Nachdem im letzten Monat aufgrund von Zeitmangel der Spooky-Award nicht vergeben wurde, ist der Preisträger dieses Monats umso prominenter. Die Website des Österreichischen Rundfunks sucht in der Riege der Sender ihresgleichen.

Der Aufbau

Die Startseite besteht aus 7-10 Kacheln, die jeweils mit Bildern und Schlagzeilen befüllt sind. Darunter ca. 25 Textlinks. Mehr nicht. Unglaublich. Wenn man in den letzen Monaten verfolgt hat, wie sich die Nachrichtenportale und auch Fernsehsender bei ihren Relaunchs mit einem wahren „Features-Feuerwerk“ gegenseitig überbieten wollten, hat es fast schon etwas beruhigendes auf einer Seite zu landen, bei der sich die Augen nach 2 Sekunden bereits fragen: „Wie? Das wars?“ – Ja, das wars!


Von allem Nichts etwas

Keine Hauptnavigation(!), kein Schnelleinstieg, keine Volltextsuche, kein Portalaufbau, keine Bildergalerien, keine Videos, kein Podcast, keine Blogs, keine Community, keine Web-2.0-Elemente wie z.B. ein Bewertungssystem, kein RSS-Feed, keine Mehrwerte, keine Interaktion… Es fehlt schlicht und ergreifend an allem, was üblicherweise heutzutage eine Webpräsenz insbesondere eines TV-Senders auszeichnet.
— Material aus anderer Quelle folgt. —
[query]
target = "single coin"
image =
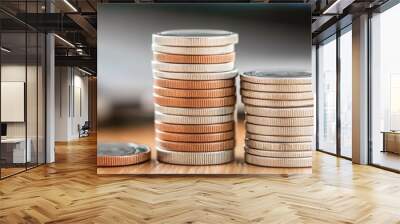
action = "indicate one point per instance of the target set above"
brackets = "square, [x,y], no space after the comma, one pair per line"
[277,96]
[194,102]
[284,122]
[270,138]
[176,119]
[112,154]
[194,59]
[277,103]
[194,50]
[279,131]
[276,77]
[208,137]
[172,67]
[278,154]
[280,112]
[189,128]
[195,38]
[196,76]
[278,162]
[276,88]
[278,146]
[195,146]
[195,93]
[195,111]
[195,158]
[189,84]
Die wenigen Inhalte beim ORF stecken in Framesets und sind wohl kaum als barrierearm zu bezeichnen. Im Seitentitel fehlt bei jeder Nachricht der Absender der Site, eben ORF. Ein Titel wie „Väterparadies Island“ ist zwar schön knapp, aber auch ebenso knapp an der Norm vorbei.

Populäre Sub-Portal-Problematik

Die sieben horizontal platzierten Begriffe „Fernsehen, Radio, Österreich, Wetter, Sport, IPTV und News“ stellen keinesfalls die Hauptnavigation dar, wie es viele Besucher der Site vielleicht vermuten würden. Hier sind vielmehr die Themenportale untergebracht, die jedes für sich einen unterschiedlichen Aufbau aufweist, was die ganze Sache nur noch unübersichtlicher macht. Nach jedem Klick darf man sich komplett neu orientieren. Das Fernsehportal hätte wahrlich eine eigene Auszeichnung verdient. Trotz aller „Defizite“ ist orf.at in Österreich, zumindest laut Alexa, die Nachrichtenseite mit dem stärksten Traffic, was ja auch ein Form der Popularität darstellt. Was ich mich nur frage: Warum ist sie so populär? Nun gut, jedem sein Heise.

Der einzige Lichtblick auf den Seiten des ORF findet sich ganz unten rechts. Es ist das rote ORF-Logo, das Neville Brody in den Neunzigern schuf. Welch schöne Wortmarke.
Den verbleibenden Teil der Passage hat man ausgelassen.